Stupak became an activist. He grew his own pot. In 2002, he opened a hydroponics store in Kensington Market, Happy Girl Hydroponics, to help others grow pot and to make some money in the process. A short time later, he started Toronto420.com, a mail-order company that sells marijuana seeds. He made friends with members of compassion clubs, which provide pot to sick people.

At the time of his arrest, Stupak was growing between four and six pounds of pot every three months. He was growing for himself and five sick friends, each of whom belonged to a compassion club and had a note from a doctor, and each of whom smoked between one and two ounces of pot a week. One of the friends was Dan Hagar, who works with Stupak at Toronto420. Hagar has the digestive disorder Crohn's disease. “Every time I eat, there's food passing over bleeding lacerations in my gut,” Hagar says. “I wake up, I'm in pain. I eat breakfast, I'm in pain. Pot stops the cramping, allows me to eat. It allows me to digest the food.”

Stupak did not have a licence from Health Canada to grow or possess pot. Even if he did, he would have been breaking the federal government's medical marijuana access regulations, which prevent a licensed grower from growing for more than one person.

Stupak believes the regulations should be broader. This is the strength of his case, and the basis of the constitutional question he has drafted with a lawyer.

The Ontario Court of Appeal, it seems, is on his side.

In October 2003, the court declared unconstitutional several of the government's access regulations, including the one which prevents licensed growers from growing marijuana for more than one person. In December 2003, the federal government redrafted its access regulations in response to the court's ruling. The new regulations, however, did not include an allowance for licensed growers to grow for more than one person.

According to Health Canada media relations officer, Carolyn-Annik Sexauer, “It was necessary to maintain these limitations to minimize the risk of diversion and to allow Canada to continue to meet its international obligations regarding production of marijuana.”

Sexauer says that Health Canada has eased regulations in other ways, including making government-grown pot more available.

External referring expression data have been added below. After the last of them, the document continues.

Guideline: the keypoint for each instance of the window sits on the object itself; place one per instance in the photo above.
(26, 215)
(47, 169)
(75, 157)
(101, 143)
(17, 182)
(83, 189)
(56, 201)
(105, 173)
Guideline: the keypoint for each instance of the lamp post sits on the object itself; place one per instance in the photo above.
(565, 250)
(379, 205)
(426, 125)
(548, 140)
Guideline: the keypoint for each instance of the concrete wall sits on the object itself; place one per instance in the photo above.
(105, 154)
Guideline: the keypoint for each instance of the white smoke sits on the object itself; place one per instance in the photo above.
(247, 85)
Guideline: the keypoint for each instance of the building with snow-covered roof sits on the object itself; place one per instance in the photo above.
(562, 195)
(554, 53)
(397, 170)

Because of these changes, she says, Health Canada is confident its new regulations are consistent with the court’s ruling.

Osgoode Hall law professor Alan Young, who has defended medical marijuana users in a number of cases, believes Health Canada has refused to implement the court’s ruling because it fears “normalizing” the growing of marijuana.

“They’re afraid of their own shadows,” Young says.

“They want total control. Their mantra is, ‘this is an illegal drug. We have to be very careful with it.’ But this is not a drug that was discovered yesterday. For a drug that’s been used for hundreds of years, whose effects are very well know historically, it just doesn’t make sense.”

Stupak now has a note from his doctor, approving his use of marijuana. He is in the process of applying to Health Canada for a licence to grow and possess pot, which he hopes to have before his trial begins on Jan. 30, 2006.

He has spent about $10,000 in legal fees so far, but plans to represent himself at his trial. Representing himself these last six months, Stupak has succeeded in getting his curfew rescinded and his bail lowered to $2,000.

Stupak leans back in his chair and chuckles at the notion that he is a criminal. In front of him on his desk sit a pink lighter, a white tupperware container and an overflowing ashtray. “I abused my dog once,” he says. “I flipped him in the air. I was seven years old. That's the only thing I've ever done wrong.”